Tranexamic Acid for Gastrointestinal Bleeding: Current Evidence
Tranexamic acid should NOT be routinely used to stop gastrointestinal bleeding, as the highest quality evidence shows no mortality benefit and potential harm, particularly increased thromboembolic events and seizures.
Evidence from Guidelines
The most recent and authoritative guideline on this topic comes from the British Society of Gastroenterology (2019), which explicitly addresses tranexamic acid in GI bleeding 1:
- For lower GI bleeding: Tranexamic acid use should be confined to clinical trials only, pending results of the HALT-IT trial 1
- While tranexamic acid improves mortality in trauma settings, pooled analysis of upper GI bleeding trials showed a 40% mortality reduction that disappeared when limited to trials at low risk of bias 1
- The studies supporting tranexamic acid are considered historic and predate routine high-dose acid suppression and endoscopic therapy, making extrapolation to modern care uncertain 1
- Studies have been too small to adequately assess thromboembolic event risk 1
The European Heart Rhythm Association (2018) guideline mentions tranexamic acid only as an adjuvant consideration (1g IV, repeated every 6 hours if needed) in special situations with associated coagulopathy or thrombopathy, not as primary therapy 2
The EASL guidelines on cirrhosis (2022) provide critical negative evidence: A large randomized trial of 12,009 patients with acute upper GI bleeding (nearly 50% suspected variceal) showed no beneficial effect of tranexamic acid on death due to bleeding 3. Importantly, this trial demonstrated an almost 2-fold increase in venous thromboembolic events in the tranexamic acid group, with risk concentrated in patients with liver disease 3.
Trauma Guidelines Are Not Applicable
The European trauma guidelines (2013) strongly recommend tranexamic acid for trauma patients (Grade 1A), but this applies specifically to traumatic hemorrhage, not GI bleeding 4. The CRASH-2 trial that supports trauma use enrolled trauma patients, not GI bleeding patients 4.

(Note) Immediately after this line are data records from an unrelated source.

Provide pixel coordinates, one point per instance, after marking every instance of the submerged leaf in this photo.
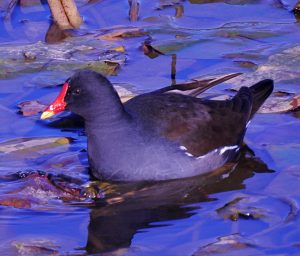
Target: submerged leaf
(134, 7)
(28, 108)
(118, 34)
(32, 144)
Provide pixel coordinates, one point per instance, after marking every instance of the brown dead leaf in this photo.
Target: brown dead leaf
(179, 11)
(134, 7)
(118, 34)
(118, 49)
(279, 104)
(29, 108)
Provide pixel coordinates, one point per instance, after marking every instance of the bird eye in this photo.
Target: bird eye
(77, 91)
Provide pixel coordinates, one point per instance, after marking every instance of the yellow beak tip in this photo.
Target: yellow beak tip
(46, 114)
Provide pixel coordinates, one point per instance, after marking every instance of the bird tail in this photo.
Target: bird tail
(260, 91)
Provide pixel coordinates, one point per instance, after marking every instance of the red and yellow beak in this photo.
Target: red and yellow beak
(58, 104)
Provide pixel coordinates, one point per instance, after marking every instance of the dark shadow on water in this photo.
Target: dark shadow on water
(114, 223)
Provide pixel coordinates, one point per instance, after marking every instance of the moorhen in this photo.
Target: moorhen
(157, 136)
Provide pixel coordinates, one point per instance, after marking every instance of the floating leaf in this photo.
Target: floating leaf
(224, 245)
(134, 7)
(36, 247)
(282, 103)
(239, 208)
(28, 108)
(32, 144)
(150, 51)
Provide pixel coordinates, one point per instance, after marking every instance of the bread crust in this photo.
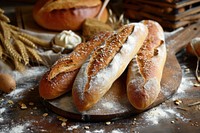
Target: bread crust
(57, 14)
(146, 68)
(106, 64)
(59, 79)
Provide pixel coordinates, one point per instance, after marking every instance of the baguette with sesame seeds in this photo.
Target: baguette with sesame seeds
(146, 68)
(59, 79)
(106, 64)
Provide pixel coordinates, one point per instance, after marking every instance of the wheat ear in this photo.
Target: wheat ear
(22, 50)
(35, 40)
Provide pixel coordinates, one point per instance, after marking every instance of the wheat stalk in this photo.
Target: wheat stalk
(4, 18)
(22, 50)
(6, 30)
(1, 52)
(33, 53)
(35, 40)
(18, 65)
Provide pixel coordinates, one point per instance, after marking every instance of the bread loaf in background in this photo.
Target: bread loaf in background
(106, 64)
(146, 68)
(66, 14)
(59, 79)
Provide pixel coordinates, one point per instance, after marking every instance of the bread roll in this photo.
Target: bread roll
(146, 68)
(106, 64)
(66, 14)
(59, 79)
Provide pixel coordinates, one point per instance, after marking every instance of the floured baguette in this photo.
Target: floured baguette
(106, 64)
(146, 68)
(59, 79)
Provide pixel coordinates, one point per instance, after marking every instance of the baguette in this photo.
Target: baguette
(145, 69)
(59, 79)
(106, 64)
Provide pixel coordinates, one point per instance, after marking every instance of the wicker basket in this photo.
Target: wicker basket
(171, 14)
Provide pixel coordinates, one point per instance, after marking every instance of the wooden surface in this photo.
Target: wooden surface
(167, 117)
(169, 15)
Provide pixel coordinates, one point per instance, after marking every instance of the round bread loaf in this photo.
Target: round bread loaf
(66, 14)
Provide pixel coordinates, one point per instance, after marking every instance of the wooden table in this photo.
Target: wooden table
(24, 111)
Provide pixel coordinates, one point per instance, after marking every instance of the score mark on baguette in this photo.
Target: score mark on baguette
(106, 64)
(146, 68)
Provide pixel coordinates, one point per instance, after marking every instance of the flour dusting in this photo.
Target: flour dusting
(154, 115)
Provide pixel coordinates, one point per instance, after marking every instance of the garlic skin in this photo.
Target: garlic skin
(67, 39)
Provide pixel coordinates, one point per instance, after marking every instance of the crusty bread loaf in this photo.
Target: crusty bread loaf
(146, 68)
(59, 79)
(66, 14)
(106, 64)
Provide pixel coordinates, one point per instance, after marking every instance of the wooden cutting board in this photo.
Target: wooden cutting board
(115, 105)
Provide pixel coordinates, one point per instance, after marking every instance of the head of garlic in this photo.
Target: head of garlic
(67, 39)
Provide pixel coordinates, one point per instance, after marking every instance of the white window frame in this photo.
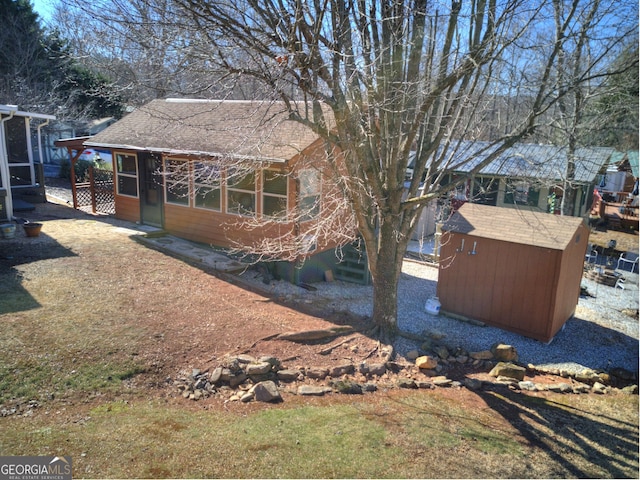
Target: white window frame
(231, 189)
(169, 183)
(310, 189)
(285, 213)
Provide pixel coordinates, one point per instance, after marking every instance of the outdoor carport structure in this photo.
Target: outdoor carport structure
(19, 174)
(513, 269)
(96, 192)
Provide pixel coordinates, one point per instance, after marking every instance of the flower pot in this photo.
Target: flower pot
(8, 230)
(32, 229)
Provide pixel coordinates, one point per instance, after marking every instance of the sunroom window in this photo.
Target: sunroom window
(521, 193)
(206, 184)
(309, 195)
(176, 181)
(274, 194)
(127, 174)
(241, 194)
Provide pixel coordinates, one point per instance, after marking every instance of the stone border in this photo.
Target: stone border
(245, 378)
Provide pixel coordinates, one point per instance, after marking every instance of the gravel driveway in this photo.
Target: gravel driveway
(600, 336)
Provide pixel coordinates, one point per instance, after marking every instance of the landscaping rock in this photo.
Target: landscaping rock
(472, 383)
(259, 368)
(244, 359)
(412, 354)
(528, 386)
(581, 388)
(215, 375)
(340, 370)
(426, 362)
(504, 353)
(312, 390)
(442, 351)
(406, 383)
(599, 388)
(507, 369)
(423, 384)
(288, 375)
(441, 381)
(347, 387)
(266, 392)
(317, 372)
(378, 369)
(237, 379)
(275, 363)
(560, 388)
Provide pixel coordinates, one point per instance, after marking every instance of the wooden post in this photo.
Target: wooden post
(92, 189)
(73, 159)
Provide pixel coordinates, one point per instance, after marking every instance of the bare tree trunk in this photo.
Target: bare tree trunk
(386, 274)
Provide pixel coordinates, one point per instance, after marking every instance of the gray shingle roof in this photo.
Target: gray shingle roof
(253, 130)
(512, 225)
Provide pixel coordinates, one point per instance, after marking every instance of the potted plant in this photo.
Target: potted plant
(32, 229)
(8, 230)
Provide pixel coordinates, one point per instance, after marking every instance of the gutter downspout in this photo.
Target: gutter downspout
(41, 154)
(4, 165)
(43, 124)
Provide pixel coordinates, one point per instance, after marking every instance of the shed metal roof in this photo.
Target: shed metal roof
(240, 129)
(513, 225)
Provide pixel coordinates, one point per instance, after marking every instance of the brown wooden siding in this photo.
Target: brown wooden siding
(508, 285)
(227, 230)
(568, 289)
(127, 208)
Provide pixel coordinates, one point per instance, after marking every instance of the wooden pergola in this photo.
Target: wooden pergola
(75, 147)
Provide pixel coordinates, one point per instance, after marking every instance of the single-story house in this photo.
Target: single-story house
(21, 176)
(519, 270)
(209, 171)
(525, 176)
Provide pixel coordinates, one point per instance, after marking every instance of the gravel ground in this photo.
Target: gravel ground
(600, 336)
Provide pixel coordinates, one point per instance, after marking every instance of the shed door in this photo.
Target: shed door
(151, 189)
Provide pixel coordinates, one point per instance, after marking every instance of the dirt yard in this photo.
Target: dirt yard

Recent High-Quality Research Evidence
The most recent systematic review and meta-analysis (2025) including 2,061,231 participants provides nuanced findings 5:
- Upper GI bleeding: Tranexamic acid reduced mortality (RR 0.72,95% CI 0.59-0.87) and rebleeding rates 5
- Lower GI bleeding: Tranexamic acid was associated with significantly increased mortality (RR 1.67,95% CI 1.44-1.93) 5
- No significant increase in thrombotic events overall, though this remains controversial 5
Another 2025 meta-analysis of 7 RCTs (13,608 participants) found 6:
- Reduced rebleeding (OR 0.64,95% CI 0.45-0.91) and failure to control bleeding (OR 0.55,95% CI 0.45-0.91) 6
- No significant mortality reduction (OR 0.77,95% CI 0.56-1.07) 6
- Fixed-effect analysis suggested increased thromboembolic events (OR 1.28,95% CI 1.07-1.55) 6
A 2024 systematic review (14,338 patients) concluded 7:
- No significant mortality difference (RR 0.86,95% CI 0.74-1.00) 7
- Increased risk of seizures (RR 1.73,95% CI 1.03-2.93) in one large trial 7
- Authors explicitly recommend against using tranexamic acid in acute GI bleeding 7
Special Population: Cirrhosis
A 2024 RCT in 600 patients with advanced cirrhosis (Child-Pugh B or C) showed tranexamic acid reduced failure to control bleeding by day 5 (6.3% vs 13.3%, p=0.006), particularly from post-EVL sites 8. However, 5-day and 6-week mortality were similar between groups 8. This represents a narrow indication that requires further validation.
Critical Safety Concerns
FDA labeling for tranexamic acid lists gastrointestinal symptoms (nausea, vomiting, diarrhea) as potential overdosage effects 9. The drug is indicated only for hemophilia patients undergoing tooth extraction, not for GI bleeding 9.
Clinical Bottom Line
Do not use tranexamic acid routinely for GI bleeding because:
- No mortality benefit demonstrated in modern, low-bias trials 1, 3, 6, 7
- Increased thromboembolic risk, particularly venous thromboembolism 3, 6
- Increased seizure risk in large trials 7
- Harm in lower GI bleeding with increased mortality 5
- Guidelines recommend against routine use outside clinical trials 1
The primary management of GI bleeding remains endoscopic hemostasis, appropriate resuscitation, and proton pump inhibitors for upper GI bleeding 10. Tranexamic acid should only be considered in highly selected research settings or possibly in advanced cirrhosis with post-EVL bleeding, where evidence is emerging but not yet definitive 8.